Título: Grau de investimento: afinal, de quem é o filho?
Autor: Beck, Martha
Fonte: O Globo, 07/05/2008, Economia, p. 23

Anúncio gera onda de ciúmes entre integrantes da Fazenda e do BC, que disputam quem fez mais para obter título

BRASÍLIA. O tão esperado grau de investimento, concedido ao Brasil pela agência de classificação de risco Standard & Poor"s, está provocando uma verdadeira crise de ciúmes nos bastidores da equipe econômica. Enquanto o Banco Central (BC) faz questão de ressaltar o peso da política monetária na decisão da agência, o Ministério da Fazenda diz que a melhora da nota brasileira só veio depois que o governo fez avanços na política fiscal, com redução dos gastos públicos em relação ao Produto Interno Bruto (PIB) e obtenção de superávit primário elevado. Sobram farpas.

A ansiedade para assumir a paternidade do grau de investimento pôde ser vista no dia em que a decisão foi anunciada. Logo após a elevação da nota, o presidente do BC, Henrique Meirelles, que não estava em Brasília, fez questão de convocar uma videoconferência. Ministro da Fazenda, Guido Mantega, que estava evitando a imprensa, chamou uma coletiva para fazer as honras em nome do governo.

Na mesma noite, Meirelles, cujo discurso atribui a reclassificação-surpresa à estabilidade de longo prazo do país (que teria por trás a política de juros que manteve domada a inflação) foi novamente à TV comemorar - "sem ao menos citar o presidente Lula", alfineta uma fonte da Fazenda - e voltou no dia seguinte de manhã aos telejornais para falar sobre o mesmo assunto e depois falou para a TV a cabo.

- Meirelles estava todo cheio de si na TV - disse uma fonte. - Ele quer a todo custo assumir a paternidade do grau de investimento.
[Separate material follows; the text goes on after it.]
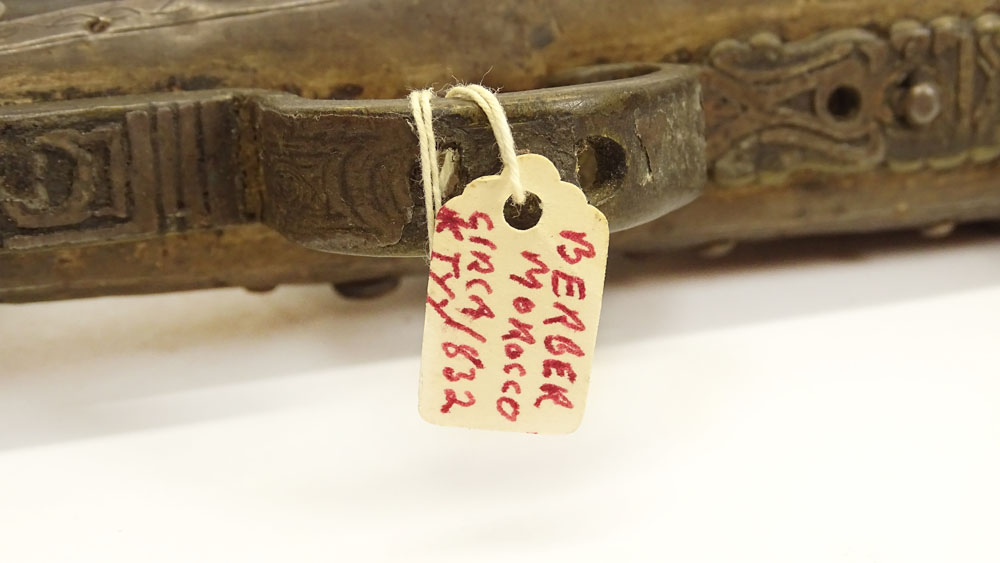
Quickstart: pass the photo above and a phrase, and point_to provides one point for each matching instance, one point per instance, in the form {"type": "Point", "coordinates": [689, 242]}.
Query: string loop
{"type": "Point", "coordinates": [435, 178]}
Ontem, o secretário de Política Econômica, Bernard Appy, aproveitou um seminário internacional para fazer a primeira defesa pública da Fazenda: negou a deterioração fiscal e a contribuição só do BC às boas novas. Para ele, não se pode dizer que a obtenção do grau de investimento foi resultado apenas da política monetária e que a área fiscal deixa a desejar. Appy defendeu que a decisão da S&P foi baseada no sucesso de ambas.
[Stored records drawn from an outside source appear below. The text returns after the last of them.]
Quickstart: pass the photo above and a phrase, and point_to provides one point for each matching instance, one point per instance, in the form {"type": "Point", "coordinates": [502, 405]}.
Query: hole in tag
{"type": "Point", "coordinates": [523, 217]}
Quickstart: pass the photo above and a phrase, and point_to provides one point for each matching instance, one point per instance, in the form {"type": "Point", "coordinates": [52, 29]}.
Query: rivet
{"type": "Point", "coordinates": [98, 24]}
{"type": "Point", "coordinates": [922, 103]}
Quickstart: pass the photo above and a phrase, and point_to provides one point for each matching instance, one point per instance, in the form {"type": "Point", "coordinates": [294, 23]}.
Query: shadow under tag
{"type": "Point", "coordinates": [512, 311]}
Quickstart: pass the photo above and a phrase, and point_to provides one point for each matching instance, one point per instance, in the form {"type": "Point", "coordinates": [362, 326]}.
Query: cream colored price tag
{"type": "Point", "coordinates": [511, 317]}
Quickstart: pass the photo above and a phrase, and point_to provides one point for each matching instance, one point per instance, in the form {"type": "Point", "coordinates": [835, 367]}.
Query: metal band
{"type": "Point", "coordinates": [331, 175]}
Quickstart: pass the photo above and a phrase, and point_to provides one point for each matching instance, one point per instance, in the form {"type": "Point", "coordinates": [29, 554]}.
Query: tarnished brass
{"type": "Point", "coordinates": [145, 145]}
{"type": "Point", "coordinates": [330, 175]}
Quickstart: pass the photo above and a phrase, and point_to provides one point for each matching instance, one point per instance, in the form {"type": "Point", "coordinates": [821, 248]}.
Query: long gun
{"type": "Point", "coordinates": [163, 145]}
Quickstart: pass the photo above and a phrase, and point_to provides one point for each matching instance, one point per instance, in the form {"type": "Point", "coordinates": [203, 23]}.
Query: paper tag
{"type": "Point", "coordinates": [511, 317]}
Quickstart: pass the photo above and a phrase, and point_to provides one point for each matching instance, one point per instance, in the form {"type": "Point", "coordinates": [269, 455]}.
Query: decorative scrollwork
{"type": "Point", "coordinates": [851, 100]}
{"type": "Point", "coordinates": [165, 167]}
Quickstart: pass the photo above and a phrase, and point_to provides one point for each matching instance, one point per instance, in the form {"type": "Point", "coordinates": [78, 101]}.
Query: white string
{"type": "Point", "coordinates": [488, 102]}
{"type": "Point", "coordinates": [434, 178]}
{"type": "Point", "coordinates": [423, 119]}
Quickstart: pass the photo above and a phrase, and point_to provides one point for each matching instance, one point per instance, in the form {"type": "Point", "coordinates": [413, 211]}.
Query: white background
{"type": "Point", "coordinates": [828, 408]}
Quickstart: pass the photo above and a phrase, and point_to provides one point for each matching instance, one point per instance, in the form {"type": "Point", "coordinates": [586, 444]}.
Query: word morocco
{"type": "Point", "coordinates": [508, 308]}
- Vejo muito mais na imprensa do que no governo essa diferenciação entre política monetária e política fiscal. As duas foram importantes para o grau de investimento - disse Appy.

Segundo fontes da Fazenda, o trabalho do BC, que comanda os juros e tem mais visibilidade no manejo das reservas internacionais de quase US$200 bilhões, foi importante para o grau de investimento. Mas a nota só veio depois de divulgados os dados fiscais do primeiro trimestre, em que as despesas correntes caíram 3,7% em relação ao PIB, enquanto os investimentos subiram 21%.

Além disso, houve superávit nominal trimestral pela primeira vez na história, de R$3 bilhões - ou seja, sobrou troco mesmo após pagos os juros da dívida pública no período.

- A política monetária é a mesma há muito tempo. O rating só saiu depois que saíram as estatísticas fiscais - gaba-se um interlocutor de Mantega.

No BC, a avaliação é de que a política fiscal é expansionista e perigosa, pois impede queda mais forte da relação entre dívida e PIB e, pior, ajuda a atear fogo na fogueira da inflação - que, aliás, a Fazenda diz não existir.

Ontem, Mantega afirmou que a nova nota do Brasil vai aumentar o investimento direto, as aplicações em Bolsa e em novas ações de empresas que estão abrindo capital, o que barateia o custo dos financiamentos. Segundo ele, os empresários terão acesso a dinheiro mais barato para produzir com menos custos. Ele descartou a hipótese de uma enxurrada de capital especulativo:

- Nós já instituímos um IOF para a entrada de capital de curto prazo no país. Além disso, o grau de investimento já tinha chegado ao Brasil antes do anúncio - disse.